In the meantime, after this one relapse at Benicia, I went on with my abstemiousness,
primarily because I didn't want to drink. And next, I was abstemious because my way led
among books and students where no drinking was. Had I been out on the adventure-path,
I should as a matter of course have been drinking. For that is the pity of the adventure-
path, which is one of John Barleycorn's favourite stamping grounds.
I completed the first half of my freshman year, and in January of 1897 took up my
courses for the second half. But the pressure from lack of money, plus a conviction that
the university was not giving me all that I wanted in the time I could spare for it, forced
me to leave. I was not very disappointed. For two years I had studied, and in those two
years, what was far more valuable, I had done a prodigious amount of reading. Then, too,
my grammar had improved. It is true, I had not yet learned that I must say "It is I"; but I
no longer was guilty of a double negative in writing, though still prone to that error in
excited speech.
I decided immediately to embark on my career. I had four preferences: first, music;
second, poetry; third, the writing of philosophic, economic, and political essays; and,
fourth, and last, and least, fiction writing.

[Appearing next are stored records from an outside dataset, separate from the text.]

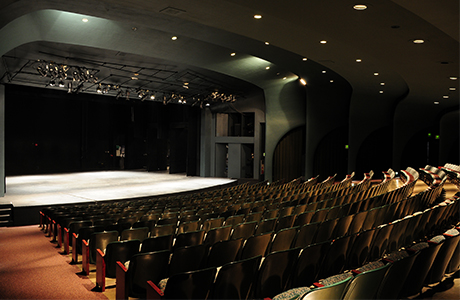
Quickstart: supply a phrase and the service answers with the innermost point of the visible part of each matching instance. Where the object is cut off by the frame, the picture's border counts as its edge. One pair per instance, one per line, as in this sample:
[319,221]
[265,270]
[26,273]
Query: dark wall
[51,131]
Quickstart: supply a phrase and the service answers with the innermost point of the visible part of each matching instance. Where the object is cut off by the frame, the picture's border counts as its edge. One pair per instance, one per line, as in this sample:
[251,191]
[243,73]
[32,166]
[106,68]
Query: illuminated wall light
[360,7]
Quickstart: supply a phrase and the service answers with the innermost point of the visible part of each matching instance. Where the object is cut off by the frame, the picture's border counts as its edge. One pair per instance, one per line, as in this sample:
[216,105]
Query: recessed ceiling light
[360,7]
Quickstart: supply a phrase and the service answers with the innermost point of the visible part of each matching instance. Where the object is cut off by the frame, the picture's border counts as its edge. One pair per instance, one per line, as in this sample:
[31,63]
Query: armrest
[74,249]
[100,270]
[59,234]
[153,292]
[66,241]
[121,288]
[85,257]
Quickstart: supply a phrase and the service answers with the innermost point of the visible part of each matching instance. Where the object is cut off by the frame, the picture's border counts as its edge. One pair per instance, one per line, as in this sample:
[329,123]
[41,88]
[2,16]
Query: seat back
[306,235]
[190,285]
[256,245]
[224,252]
[218,234]
[366,284]
[140,233]
[157,243]
[189,258]
[143,267]
[283,239]
[308,264]
[191,238]
[234,279]
[119,251]
[244,230]
[100,240]
[274,273]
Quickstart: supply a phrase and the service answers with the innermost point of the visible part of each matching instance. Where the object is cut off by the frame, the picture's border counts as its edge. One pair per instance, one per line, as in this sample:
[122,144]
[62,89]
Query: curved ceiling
[411,77]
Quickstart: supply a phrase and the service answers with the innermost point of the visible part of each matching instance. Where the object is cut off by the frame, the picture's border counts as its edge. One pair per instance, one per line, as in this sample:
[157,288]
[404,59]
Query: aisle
[32,268]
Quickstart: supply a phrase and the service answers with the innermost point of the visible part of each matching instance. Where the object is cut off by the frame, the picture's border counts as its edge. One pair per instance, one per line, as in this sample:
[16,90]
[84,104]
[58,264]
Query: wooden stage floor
[55,189]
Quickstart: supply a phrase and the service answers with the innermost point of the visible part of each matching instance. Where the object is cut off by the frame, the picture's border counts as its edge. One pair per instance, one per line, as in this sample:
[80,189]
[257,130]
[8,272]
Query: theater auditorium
[228,149]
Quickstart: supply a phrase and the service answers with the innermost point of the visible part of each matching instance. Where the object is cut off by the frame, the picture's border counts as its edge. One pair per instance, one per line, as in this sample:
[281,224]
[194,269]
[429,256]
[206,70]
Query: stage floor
[39,190]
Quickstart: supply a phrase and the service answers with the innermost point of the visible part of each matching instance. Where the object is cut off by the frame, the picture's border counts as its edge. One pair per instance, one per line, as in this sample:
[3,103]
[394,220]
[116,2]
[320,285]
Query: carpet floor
[31,268]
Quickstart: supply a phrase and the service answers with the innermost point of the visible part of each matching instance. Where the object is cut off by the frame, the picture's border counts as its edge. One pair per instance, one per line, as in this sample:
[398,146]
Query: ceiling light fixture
[360,7]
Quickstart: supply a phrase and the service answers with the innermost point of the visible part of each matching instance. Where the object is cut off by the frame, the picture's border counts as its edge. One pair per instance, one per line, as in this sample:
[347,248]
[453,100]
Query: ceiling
[372,51]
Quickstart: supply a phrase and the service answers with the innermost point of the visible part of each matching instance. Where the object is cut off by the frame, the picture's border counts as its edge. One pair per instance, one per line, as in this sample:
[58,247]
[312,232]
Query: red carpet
[32,268]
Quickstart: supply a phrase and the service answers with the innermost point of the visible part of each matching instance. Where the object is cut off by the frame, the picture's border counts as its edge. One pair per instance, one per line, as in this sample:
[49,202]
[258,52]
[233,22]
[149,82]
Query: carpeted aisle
[32,268]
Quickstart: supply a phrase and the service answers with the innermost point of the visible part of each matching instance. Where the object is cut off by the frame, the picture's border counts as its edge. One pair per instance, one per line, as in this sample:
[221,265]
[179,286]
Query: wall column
[2,140]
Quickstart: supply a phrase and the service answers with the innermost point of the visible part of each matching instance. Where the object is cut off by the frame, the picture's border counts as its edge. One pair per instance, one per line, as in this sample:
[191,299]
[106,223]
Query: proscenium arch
[67,28]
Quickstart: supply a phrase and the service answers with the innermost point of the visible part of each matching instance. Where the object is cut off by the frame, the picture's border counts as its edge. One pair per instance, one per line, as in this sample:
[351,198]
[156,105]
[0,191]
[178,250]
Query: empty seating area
[278,240]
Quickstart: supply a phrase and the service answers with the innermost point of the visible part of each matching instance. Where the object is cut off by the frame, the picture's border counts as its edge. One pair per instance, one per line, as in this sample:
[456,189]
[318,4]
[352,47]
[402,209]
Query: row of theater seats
[293,232]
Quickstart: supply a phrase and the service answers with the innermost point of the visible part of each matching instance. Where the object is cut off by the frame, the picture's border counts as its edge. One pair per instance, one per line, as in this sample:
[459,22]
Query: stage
[28,194]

I resolutely cut out music as impossible, settled
down in my bedroom, and tackled my second, third, and fourth choices simultaneously.
Heavens, how I wrote! Never was there a creative fever such as mine from which the
patient escaped fatal results. The way I worked was enough to soften my brain and send
me to a mad-house. I wrote, I wrote everything--ponderous essays, scientific and
sociological short stories, humorous verse, verse of all sorts from triolets and sonnets to
blank verse tragedy and elephantine epics in Spenserian stanzas. On occasion I composed
steadily, day after day, for fifteen hours a day. At times I forgot to eat, or refused to tear
myself away from my passionate outpouring in order to eat.